After all the years I have been doing this work and following these questions, it is still maddening to me that the representatives of the Catholic Church continue to mislead the public about the realities of child abuse, litigation, and child safety. This morning I read the statement from a representative of the Archbishop of New Jersey, that “this bill [proposed loosening of the statute of limitations in New Jersey] is backward-looking, not forward-looking. This bill will not protect a single child.”

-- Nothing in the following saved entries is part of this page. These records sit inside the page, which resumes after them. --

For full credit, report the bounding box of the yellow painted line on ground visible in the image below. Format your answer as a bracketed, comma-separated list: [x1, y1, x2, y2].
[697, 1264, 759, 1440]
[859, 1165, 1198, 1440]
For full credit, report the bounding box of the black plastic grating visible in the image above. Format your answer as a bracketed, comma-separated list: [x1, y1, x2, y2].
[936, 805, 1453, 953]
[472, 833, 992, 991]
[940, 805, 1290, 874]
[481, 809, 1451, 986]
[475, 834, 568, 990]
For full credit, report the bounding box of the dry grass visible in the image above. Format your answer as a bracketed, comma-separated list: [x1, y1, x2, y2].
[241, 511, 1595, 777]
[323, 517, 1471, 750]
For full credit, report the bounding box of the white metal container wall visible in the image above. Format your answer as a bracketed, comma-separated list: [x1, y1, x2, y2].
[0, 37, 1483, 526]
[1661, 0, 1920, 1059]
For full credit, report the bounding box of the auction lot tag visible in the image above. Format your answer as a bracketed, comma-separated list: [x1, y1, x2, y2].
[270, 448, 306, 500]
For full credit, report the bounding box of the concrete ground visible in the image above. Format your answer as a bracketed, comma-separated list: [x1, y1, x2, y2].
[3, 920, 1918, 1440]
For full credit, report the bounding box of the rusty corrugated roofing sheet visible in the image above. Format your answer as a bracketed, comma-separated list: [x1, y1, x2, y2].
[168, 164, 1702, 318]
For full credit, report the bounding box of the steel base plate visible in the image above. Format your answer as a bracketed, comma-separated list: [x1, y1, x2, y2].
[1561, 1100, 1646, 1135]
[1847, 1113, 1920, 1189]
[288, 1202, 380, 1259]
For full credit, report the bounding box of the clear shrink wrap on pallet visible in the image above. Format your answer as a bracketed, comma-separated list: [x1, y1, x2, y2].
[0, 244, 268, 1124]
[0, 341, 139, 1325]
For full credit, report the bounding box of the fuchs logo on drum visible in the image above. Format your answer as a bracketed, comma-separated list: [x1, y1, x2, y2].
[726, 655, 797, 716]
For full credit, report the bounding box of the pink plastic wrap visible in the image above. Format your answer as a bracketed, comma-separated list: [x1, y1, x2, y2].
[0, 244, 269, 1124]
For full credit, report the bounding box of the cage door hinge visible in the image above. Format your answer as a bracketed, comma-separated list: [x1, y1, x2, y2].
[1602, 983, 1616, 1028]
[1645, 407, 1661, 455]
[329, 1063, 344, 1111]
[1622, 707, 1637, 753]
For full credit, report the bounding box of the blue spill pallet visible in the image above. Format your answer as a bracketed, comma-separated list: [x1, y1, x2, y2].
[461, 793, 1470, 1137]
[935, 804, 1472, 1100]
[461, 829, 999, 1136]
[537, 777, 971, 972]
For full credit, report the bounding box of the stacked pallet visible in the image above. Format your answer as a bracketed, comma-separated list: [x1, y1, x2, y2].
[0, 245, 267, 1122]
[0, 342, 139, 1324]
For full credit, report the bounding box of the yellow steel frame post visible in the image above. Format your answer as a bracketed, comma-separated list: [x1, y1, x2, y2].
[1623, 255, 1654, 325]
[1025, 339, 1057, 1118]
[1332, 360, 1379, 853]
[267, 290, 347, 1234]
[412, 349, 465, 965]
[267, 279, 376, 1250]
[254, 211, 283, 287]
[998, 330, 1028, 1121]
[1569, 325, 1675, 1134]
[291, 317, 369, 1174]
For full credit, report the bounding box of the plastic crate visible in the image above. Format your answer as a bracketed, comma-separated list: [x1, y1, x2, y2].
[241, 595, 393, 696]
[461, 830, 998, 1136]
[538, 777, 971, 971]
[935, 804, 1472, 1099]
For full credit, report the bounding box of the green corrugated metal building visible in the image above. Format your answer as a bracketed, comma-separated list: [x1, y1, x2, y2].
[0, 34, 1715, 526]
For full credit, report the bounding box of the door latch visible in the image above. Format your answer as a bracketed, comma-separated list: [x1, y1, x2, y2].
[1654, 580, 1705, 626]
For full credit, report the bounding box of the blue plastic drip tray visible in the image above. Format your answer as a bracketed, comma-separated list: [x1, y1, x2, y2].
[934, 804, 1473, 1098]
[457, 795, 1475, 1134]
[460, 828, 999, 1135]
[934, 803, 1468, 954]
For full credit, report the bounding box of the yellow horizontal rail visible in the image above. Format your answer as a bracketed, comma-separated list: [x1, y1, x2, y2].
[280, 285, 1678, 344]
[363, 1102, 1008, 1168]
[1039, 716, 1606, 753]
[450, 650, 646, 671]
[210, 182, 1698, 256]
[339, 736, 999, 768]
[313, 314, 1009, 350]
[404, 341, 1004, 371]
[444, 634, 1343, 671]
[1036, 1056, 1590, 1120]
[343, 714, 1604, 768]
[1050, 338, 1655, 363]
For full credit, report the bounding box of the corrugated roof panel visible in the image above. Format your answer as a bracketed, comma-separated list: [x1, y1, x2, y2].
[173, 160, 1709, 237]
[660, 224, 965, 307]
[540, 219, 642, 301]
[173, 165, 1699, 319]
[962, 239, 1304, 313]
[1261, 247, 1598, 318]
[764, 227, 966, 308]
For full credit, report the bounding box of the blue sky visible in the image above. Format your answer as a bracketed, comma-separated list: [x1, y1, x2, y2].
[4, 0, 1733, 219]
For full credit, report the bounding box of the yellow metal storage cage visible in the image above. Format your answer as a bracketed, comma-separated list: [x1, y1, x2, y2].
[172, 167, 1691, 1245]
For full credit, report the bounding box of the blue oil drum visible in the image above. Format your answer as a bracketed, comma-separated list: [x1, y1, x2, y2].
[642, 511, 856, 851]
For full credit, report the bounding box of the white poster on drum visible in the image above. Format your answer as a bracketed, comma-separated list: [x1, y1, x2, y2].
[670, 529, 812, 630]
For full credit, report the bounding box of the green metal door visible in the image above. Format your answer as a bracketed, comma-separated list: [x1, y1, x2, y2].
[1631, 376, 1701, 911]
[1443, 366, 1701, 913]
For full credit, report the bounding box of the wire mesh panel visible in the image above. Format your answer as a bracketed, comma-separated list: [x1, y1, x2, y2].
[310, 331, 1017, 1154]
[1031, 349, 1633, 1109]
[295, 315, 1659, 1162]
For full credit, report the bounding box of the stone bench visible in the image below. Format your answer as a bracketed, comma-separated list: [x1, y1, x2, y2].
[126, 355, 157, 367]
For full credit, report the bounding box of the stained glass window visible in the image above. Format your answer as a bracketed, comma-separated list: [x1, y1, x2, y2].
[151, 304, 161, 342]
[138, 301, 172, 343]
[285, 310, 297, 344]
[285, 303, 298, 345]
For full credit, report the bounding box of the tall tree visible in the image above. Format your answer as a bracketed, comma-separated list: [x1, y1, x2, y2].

Does this man, I wonder, really believe this? Is it possible to believe this? Consider: the Catholic Church, to take just one example of an “institution of trust” with responsibilities for children, is manifestly a safer place than it was, say, 30 years ago. Certainly stilll has a long way to go, but I think it is clear that the Church is a safer place for kids than it was a few decades ago. If that is true, then comes the follow up question: why is that so? Is it because the bishops heard the still small voice of the Spirit urging them to do the right and difficult thing? We wish. But the truth is that it is a safer place, not because the bishops got the Holy Spirit, but because the bishops got sued, over and over again… sued ten thousand times by courageous men and women all over the country who finally stood up for themselves and for future generations of children. THAT’s why kids are safer now. Because of lawsuits; and lawsuits were (and are) only possible in states where the statute of limitations reasonably recognizes that the majority of abuse survivors do not realize their injury until later in life. The psychological literature is loaded with the explanation for this, but it is the reality. And a fair statute of limitations must recognize this reality. Thus the New Jersey debate. But to hear a representative of the Catholic Church say that a statute of limitations bill will not protect a child is simply disappointing, and the statement disingenuous.
I came late to the realization that lawsuits will really help protect children. For a long time, I simply thought of litigation as the messy and uncomfortable search for justice, one victim at a time. But after a decade or so, I started to see the results of all that litigation, and I realized that civil lawsuits really can and do make institutions of trust– not just the defendant institution, but others as well– safer for children. For a fine exposition of the reality that lawsuits (and related publicity) changed the Catholic Church, see the work by my friend Timothy Lytton, Professor of Law at Albany Law School in New York. It is called “Bishop Accountability– How Lawsuits Changed the Catholic Church.” A highly informative read.